Christophe Cirendini
PEINTURES
et autres papiers peints, gravés ou photographiques
Route locale#1 2022, Huile sur toile, 185 x 185 cm
l'arbre qui cache la forêt
Figurent sur cet espace différentes facettes de mon travail. Peintures sur toiles de grand format mais aussi encres, tempera sur papier et gravures. Quelques photographies réalisées au moyen et grand format dessinent à leur manière les lieux. Les spécificités techniques, comme les différents médiums ne sont qu'accessoires et demeurent attachés à une préoccupation qui a trait aux modifications d'un paysage familier plus intériorisé qu'il n'y parait. L'idée de l'imitation y est étrangère et les signes qui rattachent la figuration au visible sont tour à tour strictement inventés, abstraits, gestuels ou méticuleusement produits sans volonté de hiérarchiser ces distinctions. Ce travail prend corps sans obéissance à un récit pas plus qu'à un désir descriptif, mais s'enracine et se ramifie dans une histoire en lien étroit à un terrain singulier, un lieu depuis lequel les choses prennent forme, tissent et trament des liens, survivent aux ruptures et bifurquent pour trouver une voie.

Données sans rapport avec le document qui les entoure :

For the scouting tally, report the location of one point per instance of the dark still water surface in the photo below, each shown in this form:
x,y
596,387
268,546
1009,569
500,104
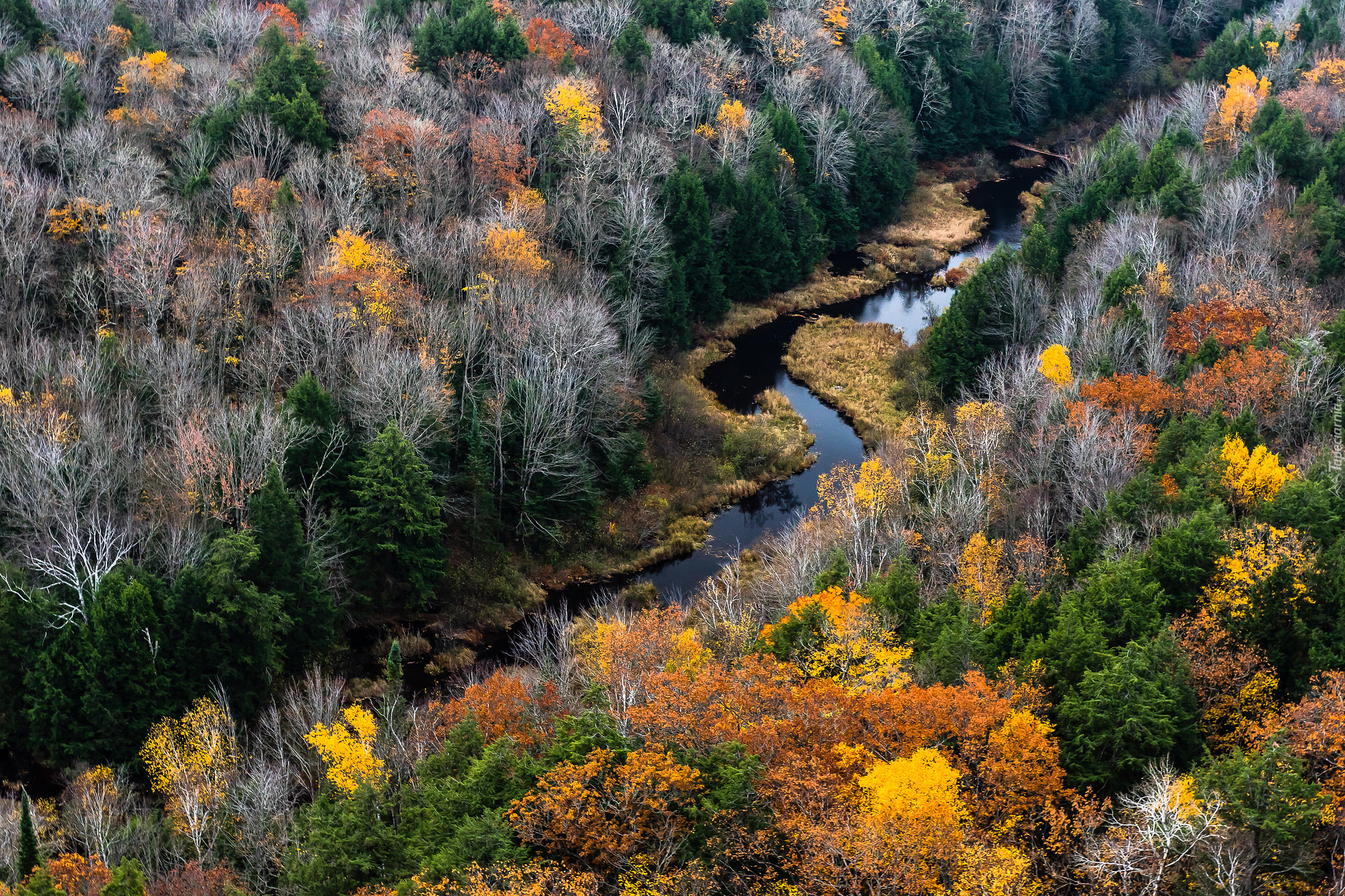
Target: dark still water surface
x,y
755,366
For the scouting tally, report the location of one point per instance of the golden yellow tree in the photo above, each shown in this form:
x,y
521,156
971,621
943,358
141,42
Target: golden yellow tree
x,y
982,578
1242,98
573,105
347,748
510,250
191,762
1053,364
1255,554
1254,477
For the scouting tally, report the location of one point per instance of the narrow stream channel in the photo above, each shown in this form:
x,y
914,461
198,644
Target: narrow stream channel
x,y
757,364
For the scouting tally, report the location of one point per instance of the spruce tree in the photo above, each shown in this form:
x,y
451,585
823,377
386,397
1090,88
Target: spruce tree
x,y
758,242
688,217
632,47
27,837
124,685
396,526
283,568
223,628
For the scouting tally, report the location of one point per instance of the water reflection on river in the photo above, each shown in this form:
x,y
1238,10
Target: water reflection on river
x,y
757,366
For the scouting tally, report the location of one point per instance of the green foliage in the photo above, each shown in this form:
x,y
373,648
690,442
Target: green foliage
x,y
681,20
396,523
27,857
23,18
287,85
758,241
632,46
1181,558
1265,793
127,880
222,628
1039,254
39,884
692,251
283,568
740,22
1118,284
1234,47
341,844
896,593
1138,708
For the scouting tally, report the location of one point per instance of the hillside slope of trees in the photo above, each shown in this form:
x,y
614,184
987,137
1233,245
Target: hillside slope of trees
x,y
331,328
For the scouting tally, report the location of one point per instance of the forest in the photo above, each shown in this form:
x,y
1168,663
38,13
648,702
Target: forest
x,y
345,341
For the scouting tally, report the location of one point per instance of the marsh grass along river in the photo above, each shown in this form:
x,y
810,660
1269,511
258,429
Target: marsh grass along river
x,y
757,366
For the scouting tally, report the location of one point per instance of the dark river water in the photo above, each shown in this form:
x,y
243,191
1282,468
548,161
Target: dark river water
x,y
757,364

Y figure en revanche une réitération obstinée du motif de l'arbre et des bois, entre autres séries, dans de nocturnes éclairés par le balayage des feux d'un véhicule dans les virages. Perception happée au détour d'une courbe trop rapide pour capter le moindre détail. Le bois y est un corps global abritant ou exposant d'autres corps naissant ou finissants, blessés en leur base privée de lumière et tentant de se dégager vers les hauteurs. Arbres sans branches, mis à nu, arbres coupés de leur base, rare feuillage et branches cassantes comme du verre, arbres en vie entre deux espaces, ni vraiment ancrés dans le sol ni en capacité de s'en extraire. Corps-arbre autant qu'arbre-corps à bras le corps. Pas de célébration nostalgique d'une nature dépossédée de ses droits, pas d'invention d'un Eden où se réfugier, pas plus que de constat d'une dystopie en marche. Ces arbres seuls, dont les solitudes parfois se côtoient, comme dans ces marécages où ils renaissent de leur propre pourriture sont comme de courts poèmes qui reviennent sur les lieux d'un crime essentiel d'une évidence désarmante, naître et croître c'est déjà mourir.
Ceci figure un langage muet qui, par sa forme comme dans sa matérialité, préexiste à l'écriture et se fait tant l'écho d'une expérience sensible du réel qu'il produit le monde de signes qui le nourrit.